Inúmeros filmes e livros ultrapassam as fronteiras das telas e das páginas impressas, podendo trazer à tona o Homo empathicus que habita em nós. São oportunidades de entrar em contato com realidades que talvez jamais conhecêssemos por meio de experiências diretas. Assim, a literatura e o cinema, por exemplo, podem servir de veículos para que se dê a transformação empática, por meio da adoção de perspectiva. A fotografia também tem um imenso potencial político e educativo.

Sobre as redes digitais, é verdade que elas nos conectam instantaneamente a todos os cantos do mundo, proporcionando interações de mão dupla, mas é preciso usá-las com sabedoria, pois o efeito pode ser justamente o contrário: esse tipo de mídia traz ao mesmo tempo oportunidades para a empatia e ameaças a ela. Se por um lado há um estímulo à superficialidade, ao narcisismo e ao cyberbullying – entre outros pontos negativos sob o aspecto da empatia – vemos surgir, por outro, iniciativas que ajudam a criar empatia de massa e propiciar mudanças políticas relevantes, como foi o caso da Primavera Árabe e do movimento Occupy. Porém, nada disso dispensa o encontro face a face, real, o ativismo autêntico.


Hábito 6 – Inspirar uma revolução

A empatia precisa sair do âmbito da vida privada e ganhar também a vida pública. É possível criar ondas de empatia coletiva, capazes de transformar a história. Pobreza, violência, desigualdade e degradação ambiental são alguns dos problemas atuais que podem ganhar muito com a criação de uma cultura da empatia.

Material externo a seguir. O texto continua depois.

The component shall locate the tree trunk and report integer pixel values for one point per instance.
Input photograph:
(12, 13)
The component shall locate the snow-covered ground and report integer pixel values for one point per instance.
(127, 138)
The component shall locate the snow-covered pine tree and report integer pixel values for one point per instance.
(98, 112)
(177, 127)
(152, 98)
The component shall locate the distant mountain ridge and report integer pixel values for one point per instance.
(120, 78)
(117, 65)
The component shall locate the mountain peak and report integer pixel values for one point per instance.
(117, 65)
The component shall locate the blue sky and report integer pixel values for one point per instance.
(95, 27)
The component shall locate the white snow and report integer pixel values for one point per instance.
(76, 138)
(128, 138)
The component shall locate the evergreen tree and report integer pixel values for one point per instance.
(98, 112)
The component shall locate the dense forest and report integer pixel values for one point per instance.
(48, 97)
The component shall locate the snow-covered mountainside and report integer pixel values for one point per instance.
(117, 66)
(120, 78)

Na história moderna do Ocidente, destacam-se três ondas de empatia. A primeira ocorreu no século XVIII, quando despontaram na Europa as organizações humanitárias para combater as inúmeras atrocidades e violências cotidianas. A segunda onda ocorreu na esteira da Segunda Guerra Mundial, quando o direito das minorias étnicas e religiosas tornou-se uma questão. Além disso, a partir dos anos 1950, com o advento da televisão, as imagens da pobreza, da guerra e da miséria começaram a invadir os lares, sensibilizando o mundo todo. A terceira onda de empatia começou nos anos 1990 e ainda está em curso. Entre outros desdobramentos, ela abrange a ideia de que as crianças devem aprender sobre empatia desde cedo, de que a empatia pode ajudar na solução de conflitos e também no enfrentamento das questões climáticas.


A grande revolução acontecerá nas relações pessoais, e a empatia é um importante instrumento para isso.


Ainda há um longo caminho pela frente: despertar empatia pelas gerações futuras parece um dos maiores desafios. O conceito de empatia nunca foi tão popular: cabe a nós, agora, encontrar formas de expandi-lo ainda mais.